Time and distance away from the often confusing period of our adolescent years as immigrants can definitely help us process and make sense of the world, but it can also cause us to suppress or ignore experiences that are uncomfortable or complicated to rehash. The interview helped me realize that I pushed some of these experiences aside instead of processing them.
However, now that I am taking active steps to sift through them, I see how valuable these experiences were because they gave me a perspective that few people have. These obstacles and differences which I think cause a lot of immigrants anguish growing up can actually be the source of wisdom or individual quirks if time is spent understanding them.
This is why I think every immigrant should find a way to make sense of their story in whatever medium works for them. I turned to my writing, which was previously confined to brooding Tumblr posts and half-baked Facebook statuses, but now has an outlet through an online WOC publication. However, there are so many different ways out there to incorporate your immigrant story and make sense of it if you are bold enough to seek these opportunities out.
For example, take Hasan Minhaj, who uses stand-up comedy and verbal storytelling in his one-man show “Homecoming King,” Aziz Ansari and Alan Yang who used screenplay in “Master of None,” Rupi Kaur through her poetry, or even my friend who turned to academia with her honor’s thesis to help her make sense of her own immigrant experience. For me, it was both a combination of growing up and maturing, as well as finally seeing role models tell their stories that made me want to open up too.
The immigrant experience is one that is constantly evolving and one that can shape a human being entirely, yet it’s surprising how little of an emphasis there is in helping immigrants make sense of their own stories. But I do see encouraging signs, like the rise of Asian American & Pacific Islander Studies Programs at schools like my alma mater which provide more opportunities for cross-cultural exploration and expression.
As for myself, I was fortunate to have found encouragement from my parents, mentors, and friends in high school and college that helped me start this exploration, but I believe I’m only scratching the surface when it comes to understanding my experiences and all the idiosyncrasies that make my immigrant story, my very own.
I’m not saying that your immigrant story needs to be the driving force behind your personal or professional goals, or that you need to share your story with the entire world. What I am saying is that making sense of it will only help you understand yourself better, whether your aim is to be a doctor, engineer, teacher or an artist.
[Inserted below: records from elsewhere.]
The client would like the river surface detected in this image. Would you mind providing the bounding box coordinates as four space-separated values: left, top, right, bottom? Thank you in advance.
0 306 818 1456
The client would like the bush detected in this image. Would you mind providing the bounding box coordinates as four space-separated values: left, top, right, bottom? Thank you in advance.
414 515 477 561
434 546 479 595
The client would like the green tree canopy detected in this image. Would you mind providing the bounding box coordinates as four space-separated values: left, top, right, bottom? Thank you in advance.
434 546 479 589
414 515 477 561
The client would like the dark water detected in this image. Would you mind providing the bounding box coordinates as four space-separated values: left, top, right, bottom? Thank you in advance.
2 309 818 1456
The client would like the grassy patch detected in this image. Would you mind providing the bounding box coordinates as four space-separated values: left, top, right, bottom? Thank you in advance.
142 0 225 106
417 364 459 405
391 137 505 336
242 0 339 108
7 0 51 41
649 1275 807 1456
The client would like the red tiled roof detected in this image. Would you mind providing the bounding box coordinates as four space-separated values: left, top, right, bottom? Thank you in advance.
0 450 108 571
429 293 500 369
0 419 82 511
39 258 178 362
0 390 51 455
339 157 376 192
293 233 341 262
After all, your immigrant story is actually the story of the American Dream and as such, it matters and deserves to be deciphered. Now if you can share this story with other people and reflect on it together, that’s even better—it will help you tie many experiences together, and may even inspire others around you to do the same.
As a relatively private person in most aspects of my life, and being raised by parents who constantly caution against over-sharing, sharing personal aspects of myself is something I’m admittedly not comfortable with at all. But I think there is a masterful balance between being selective and creative about the parts you do share while placing trust in your most authentic voice to craft your story, whatever that may be and whatever form it might take. I’m still learning how to best find this balance, but until then, I know I have my story with me, and I’m not throwing away my shot.